# Exercise 13

Some dimensionality reduction techniques can also be used for anomaly detection. For example, take the
Olivetti faces dataset, and reduce it with PCA, preserving 99% of the variance. Then compute the reconstruction
error for each image. Next, take some of the modified images you built in the previous exercise and
look at their reconstruction error: notice how much larger it is. If you plot a reconstructed image,
you will see why: it tries to reconstruct a normal face.

In [8]:
# imports
from sklearn.datasets import fetch_olivetti_faces
from sklearn.model_selection import train_test_split
from sklearn.decomposition import PCA
import numpy as np
from numpy.typing import NDArray

# functions
def determine_optimal_pca_components(
    X_train: NDArray[np.floating], variance_threshold: float = 0.95
) -> int:
    """
    Calculate the minimum number of principal components needed to retain a specified percentage of the variance.

    Args:
        X_train: 2D array-like, shape (n_samples, n_features), the training data.
        variance_threshold: Float between 0 and 1, the target fraction of variance to retain (default: 0.95).

    Returns:
        The minimum number of PCA components required to preserve at least the desired variance.
    """
    pca = PCA().fit(X_train)
    cumsum = np.cumsum(pca.explained_variance_ratio_)
    d = np.argmax(cumsum >= variance_threshold) + 1
    print(
        f"Optimal number of PCA components to keept at least variance {variance_threshold:.0%} is {d}"
    )
    return d

def get_modified_faces(
    X: NDArray[np.float64], y: NDArray[np.int32]
) -> tuple[NDArray[np.float64], NDArray[np.int32]]:
    """
    In accordance with the tasks from  exercises 12 and 13,  we modify some images (e.g. rotate, flip,
    darken)

    Args:
        X: Array of face images, each row is a flattened image of 64x64 pixels
        y: Array of labels corresponding to the face images

    Returns:
        X_bad_faces: Array of modified face images (rotated, flipped, darkened)
        y_bad: Array of labels for the modified images

    """
    # Re-using author's solution for this part (from: https://colab.research.google.com/github/ageron/handson-ml3/blob/main/09_unsupervised_learning.ipynb)
    n_rotated = 4
    rotated = np.transpose(X[:n_rotated].reshape(-1, 64, 64), axes=[0, 2, 1])
    rotated = rotated.reshape(-1, 64 * 64)
    y_rotated = y[:n_rotated]

    n_flipped = 3
    flipped = X[:n_flipped].reshape(-1, 64, 64)[:, ::-1]
    flipped = flipped.reshape(-1, 64 * 64)
    y_flipped = y[:n_flipped]

    n_darkened = 3
    darkened = X[:n_darkened].copy()
    darkened[:, 1:-1] *= 0.3
    y_darkened = y[:n_darkened]

    X_bad_faces = np.r_[rotated, flipped, darkened]
    y_bad = np.concatenate([y_rotated, y_flipped, y_darkened])
    return X_bad_faces, y_bad

## Step 1. Fetch and split the original dataset

In [2]:
olivetti = fetch_olivetti_faces()

In [3]:
X_train, _, y_train, _ = train_test_split(
    olivetti.data,
    olivetti.target,
    stratify=olivetti.target,
    test_size=0.2,
    random_state=42,
)

## Step 2. Reduce dataset's dimensionality with PCA

In [4]:
n_components = determine_optimal_pca_components(X_train, 0.99)
pca = PCA(n_components=n_components)
X_train_reduced = pca.fit_transform(X_train)

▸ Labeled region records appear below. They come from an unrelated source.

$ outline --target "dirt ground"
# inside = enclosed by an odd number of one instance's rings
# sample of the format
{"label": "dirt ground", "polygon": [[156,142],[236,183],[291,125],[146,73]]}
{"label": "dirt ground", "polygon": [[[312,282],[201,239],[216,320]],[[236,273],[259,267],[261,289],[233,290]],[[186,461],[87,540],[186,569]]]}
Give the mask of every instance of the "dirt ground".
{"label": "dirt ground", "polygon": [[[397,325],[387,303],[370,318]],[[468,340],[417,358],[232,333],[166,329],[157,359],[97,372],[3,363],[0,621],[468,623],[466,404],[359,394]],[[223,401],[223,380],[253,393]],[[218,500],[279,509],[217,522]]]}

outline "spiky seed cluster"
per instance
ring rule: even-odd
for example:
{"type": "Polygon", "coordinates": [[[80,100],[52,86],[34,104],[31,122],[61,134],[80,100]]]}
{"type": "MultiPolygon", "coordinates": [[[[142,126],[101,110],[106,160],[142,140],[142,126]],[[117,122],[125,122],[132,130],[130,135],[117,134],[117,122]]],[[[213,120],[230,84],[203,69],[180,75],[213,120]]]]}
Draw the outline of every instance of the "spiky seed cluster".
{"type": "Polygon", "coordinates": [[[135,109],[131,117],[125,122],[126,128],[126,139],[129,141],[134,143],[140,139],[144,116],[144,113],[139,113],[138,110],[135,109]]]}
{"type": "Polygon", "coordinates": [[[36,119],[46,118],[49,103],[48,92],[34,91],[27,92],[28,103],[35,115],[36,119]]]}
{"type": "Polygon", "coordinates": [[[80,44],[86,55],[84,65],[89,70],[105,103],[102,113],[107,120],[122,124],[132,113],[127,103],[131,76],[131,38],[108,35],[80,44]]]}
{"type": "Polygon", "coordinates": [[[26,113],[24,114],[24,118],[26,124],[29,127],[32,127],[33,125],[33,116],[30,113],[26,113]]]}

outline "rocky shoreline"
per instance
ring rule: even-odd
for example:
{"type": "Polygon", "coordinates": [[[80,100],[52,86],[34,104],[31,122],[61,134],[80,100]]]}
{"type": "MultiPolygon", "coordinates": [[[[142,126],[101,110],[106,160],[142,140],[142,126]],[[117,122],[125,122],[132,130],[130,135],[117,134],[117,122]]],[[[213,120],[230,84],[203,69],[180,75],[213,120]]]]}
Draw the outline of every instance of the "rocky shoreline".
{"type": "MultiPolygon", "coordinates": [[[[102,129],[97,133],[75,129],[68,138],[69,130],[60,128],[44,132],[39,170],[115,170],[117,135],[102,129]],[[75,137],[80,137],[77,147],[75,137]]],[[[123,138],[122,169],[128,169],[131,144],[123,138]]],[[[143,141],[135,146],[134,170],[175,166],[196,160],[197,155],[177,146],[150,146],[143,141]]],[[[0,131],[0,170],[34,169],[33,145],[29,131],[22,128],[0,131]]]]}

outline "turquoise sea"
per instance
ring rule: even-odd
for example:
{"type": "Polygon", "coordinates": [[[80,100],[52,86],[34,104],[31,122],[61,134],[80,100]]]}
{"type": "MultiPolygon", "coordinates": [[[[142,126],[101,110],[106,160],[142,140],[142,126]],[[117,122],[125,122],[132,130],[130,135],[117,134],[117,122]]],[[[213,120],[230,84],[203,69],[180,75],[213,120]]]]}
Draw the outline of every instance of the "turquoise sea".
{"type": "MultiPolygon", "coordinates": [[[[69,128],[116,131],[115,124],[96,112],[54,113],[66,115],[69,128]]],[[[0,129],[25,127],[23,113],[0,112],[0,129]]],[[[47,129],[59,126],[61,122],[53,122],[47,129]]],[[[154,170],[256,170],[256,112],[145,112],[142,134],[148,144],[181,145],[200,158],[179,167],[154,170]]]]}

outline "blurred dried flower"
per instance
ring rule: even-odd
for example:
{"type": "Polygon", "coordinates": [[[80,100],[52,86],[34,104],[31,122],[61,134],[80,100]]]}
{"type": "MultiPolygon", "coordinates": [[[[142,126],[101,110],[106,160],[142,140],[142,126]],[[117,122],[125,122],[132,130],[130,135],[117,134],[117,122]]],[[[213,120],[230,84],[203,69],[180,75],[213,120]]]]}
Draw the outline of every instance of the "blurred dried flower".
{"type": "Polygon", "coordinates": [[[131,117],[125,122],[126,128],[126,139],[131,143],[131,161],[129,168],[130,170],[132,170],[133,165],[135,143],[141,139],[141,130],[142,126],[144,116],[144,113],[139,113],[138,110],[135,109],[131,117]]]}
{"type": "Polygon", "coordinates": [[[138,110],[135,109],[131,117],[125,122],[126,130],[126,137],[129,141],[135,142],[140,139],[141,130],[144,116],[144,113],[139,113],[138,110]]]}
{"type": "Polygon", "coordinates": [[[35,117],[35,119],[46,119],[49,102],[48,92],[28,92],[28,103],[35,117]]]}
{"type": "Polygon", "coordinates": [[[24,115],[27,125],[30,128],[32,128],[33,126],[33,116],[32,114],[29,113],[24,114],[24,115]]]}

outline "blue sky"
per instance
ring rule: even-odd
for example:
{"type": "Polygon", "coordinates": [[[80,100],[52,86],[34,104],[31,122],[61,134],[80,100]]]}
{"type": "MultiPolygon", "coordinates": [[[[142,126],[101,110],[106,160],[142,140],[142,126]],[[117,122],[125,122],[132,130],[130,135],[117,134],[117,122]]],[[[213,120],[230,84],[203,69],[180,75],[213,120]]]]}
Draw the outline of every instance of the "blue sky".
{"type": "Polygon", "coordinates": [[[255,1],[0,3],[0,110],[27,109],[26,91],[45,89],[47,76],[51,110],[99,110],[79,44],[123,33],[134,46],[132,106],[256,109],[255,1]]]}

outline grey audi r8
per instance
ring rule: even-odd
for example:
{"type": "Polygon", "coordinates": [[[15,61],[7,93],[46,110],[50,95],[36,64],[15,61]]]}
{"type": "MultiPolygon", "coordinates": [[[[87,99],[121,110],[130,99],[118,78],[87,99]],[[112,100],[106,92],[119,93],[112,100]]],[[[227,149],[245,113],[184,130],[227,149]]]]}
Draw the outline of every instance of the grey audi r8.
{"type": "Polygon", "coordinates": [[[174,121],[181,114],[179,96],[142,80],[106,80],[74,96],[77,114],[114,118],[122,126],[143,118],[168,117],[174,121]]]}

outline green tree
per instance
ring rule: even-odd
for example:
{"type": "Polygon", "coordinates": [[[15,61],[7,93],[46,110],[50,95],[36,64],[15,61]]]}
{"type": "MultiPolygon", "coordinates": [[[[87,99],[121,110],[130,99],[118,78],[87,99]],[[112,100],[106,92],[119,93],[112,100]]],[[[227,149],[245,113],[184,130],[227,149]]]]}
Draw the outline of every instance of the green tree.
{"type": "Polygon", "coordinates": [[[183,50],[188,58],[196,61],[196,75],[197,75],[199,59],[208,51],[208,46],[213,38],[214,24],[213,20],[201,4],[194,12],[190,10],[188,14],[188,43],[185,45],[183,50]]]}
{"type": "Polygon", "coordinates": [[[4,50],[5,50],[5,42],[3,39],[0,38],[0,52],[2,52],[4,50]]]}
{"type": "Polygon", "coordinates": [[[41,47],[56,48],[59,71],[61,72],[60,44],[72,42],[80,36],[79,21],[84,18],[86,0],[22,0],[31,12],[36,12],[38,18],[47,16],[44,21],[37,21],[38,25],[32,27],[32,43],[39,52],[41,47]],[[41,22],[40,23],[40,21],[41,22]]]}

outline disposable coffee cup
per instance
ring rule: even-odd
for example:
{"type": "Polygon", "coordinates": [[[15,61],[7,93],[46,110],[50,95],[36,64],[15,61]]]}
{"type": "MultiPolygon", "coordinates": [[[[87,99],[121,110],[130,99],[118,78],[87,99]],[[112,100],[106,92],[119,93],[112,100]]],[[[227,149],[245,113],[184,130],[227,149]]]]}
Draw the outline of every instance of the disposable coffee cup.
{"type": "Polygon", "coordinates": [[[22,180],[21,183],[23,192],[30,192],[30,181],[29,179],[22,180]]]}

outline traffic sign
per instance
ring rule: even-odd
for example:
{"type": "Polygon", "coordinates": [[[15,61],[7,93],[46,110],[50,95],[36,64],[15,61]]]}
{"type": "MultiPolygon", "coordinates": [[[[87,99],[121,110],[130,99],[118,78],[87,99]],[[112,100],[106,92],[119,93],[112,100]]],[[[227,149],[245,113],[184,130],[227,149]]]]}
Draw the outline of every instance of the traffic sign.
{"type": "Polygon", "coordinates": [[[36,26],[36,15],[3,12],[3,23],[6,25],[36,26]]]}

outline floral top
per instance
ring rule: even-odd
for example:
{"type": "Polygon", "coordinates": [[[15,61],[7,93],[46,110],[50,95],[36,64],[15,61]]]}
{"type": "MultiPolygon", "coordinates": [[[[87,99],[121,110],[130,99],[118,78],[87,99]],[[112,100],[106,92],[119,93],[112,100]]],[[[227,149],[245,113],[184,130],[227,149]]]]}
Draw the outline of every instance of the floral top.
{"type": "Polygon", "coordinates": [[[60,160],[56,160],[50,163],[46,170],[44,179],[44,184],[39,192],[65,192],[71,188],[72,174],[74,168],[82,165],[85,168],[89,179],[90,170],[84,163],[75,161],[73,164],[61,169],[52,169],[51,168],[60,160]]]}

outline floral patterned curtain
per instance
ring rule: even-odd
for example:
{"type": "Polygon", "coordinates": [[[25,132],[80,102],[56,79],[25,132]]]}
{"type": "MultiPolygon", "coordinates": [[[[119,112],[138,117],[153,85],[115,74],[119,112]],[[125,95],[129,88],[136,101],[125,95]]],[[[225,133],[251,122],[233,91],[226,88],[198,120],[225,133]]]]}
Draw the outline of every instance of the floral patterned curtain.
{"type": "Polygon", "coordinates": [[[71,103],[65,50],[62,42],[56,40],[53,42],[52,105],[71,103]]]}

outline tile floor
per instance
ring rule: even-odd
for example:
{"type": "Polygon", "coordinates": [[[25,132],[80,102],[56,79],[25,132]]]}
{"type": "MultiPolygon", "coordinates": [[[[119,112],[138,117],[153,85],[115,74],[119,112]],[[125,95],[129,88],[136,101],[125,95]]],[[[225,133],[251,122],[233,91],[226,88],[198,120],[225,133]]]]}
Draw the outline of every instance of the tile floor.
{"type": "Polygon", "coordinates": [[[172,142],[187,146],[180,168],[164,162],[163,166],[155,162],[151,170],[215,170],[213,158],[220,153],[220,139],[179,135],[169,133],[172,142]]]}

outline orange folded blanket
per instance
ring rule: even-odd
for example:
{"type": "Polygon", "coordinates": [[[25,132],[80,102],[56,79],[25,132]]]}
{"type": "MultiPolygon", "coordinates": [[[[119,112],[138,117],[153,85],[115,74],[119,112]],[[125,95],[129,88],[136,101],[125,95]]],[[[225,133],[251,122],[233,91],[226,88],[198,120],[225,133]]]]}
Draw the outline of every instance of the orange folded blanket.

Optimal number of PCA components to keept at least variance 99% is 222


## Step 3. Compute the reconstruction error for each image

We can compute the reconstruction error for each image as the mean squared error (MSE) per image 
or the total squared error per image. The exercise doesn't specify, but since it's an image, we 
might compute the MSE.
  
We could equally use `sklearn.metrics.mean_squared_error`, but that would return us the average 
over all samples (images) and all features. Since we're asked for the error per image, we would 
have to use it in a loop, hence vectorized `np.mean(..., axis=1)` seems more efficient and straightforward.

Why `axis=1`? The array `X_train` has shape `(n_samples, n_features)`. When we compute `(X_train 
X_train_reconstructed) ** 2`, we get a matrix of squared errors of the same shape. Then, `np.mean(..., 
axis=1)` takes the mean across the columns (i.e., for each row, which represents one image). So 
we get one mean squared error per image.

In [6]:
X_train_reconstructed = pca.inverse_transform(X_train_reduced)
reconstruction_errors = np.mean(np.square(X_train - X_train_reconstructed), axis=1)

In [9]:
print(f"Train errors (AVG): {np.mean(reconstruction_errors)}")

Train errors (AVG): 0.00019272117060609162


## Step 4. Compute the reconstruction error for modified images

In [12]:
# Load a subset (10) of modified images
X_bad_faces, y_bad_faces = get_modified_faces(X_train, y_train)

In [13]:
X_bad_faces_reconstructed = pca.inverse_transform(pca.transform(X_bad_faces))
reconstruction_errors_modified = np.mean(np.square(X_bad_faces - X_bad_faces_reconstructed), axis=1)

In [14]:
print(f"Modified images' errors (AVG): {np.mean(reconstruction_errors_modified)}")

Modified images' errors (AVG): 0.004383236635476351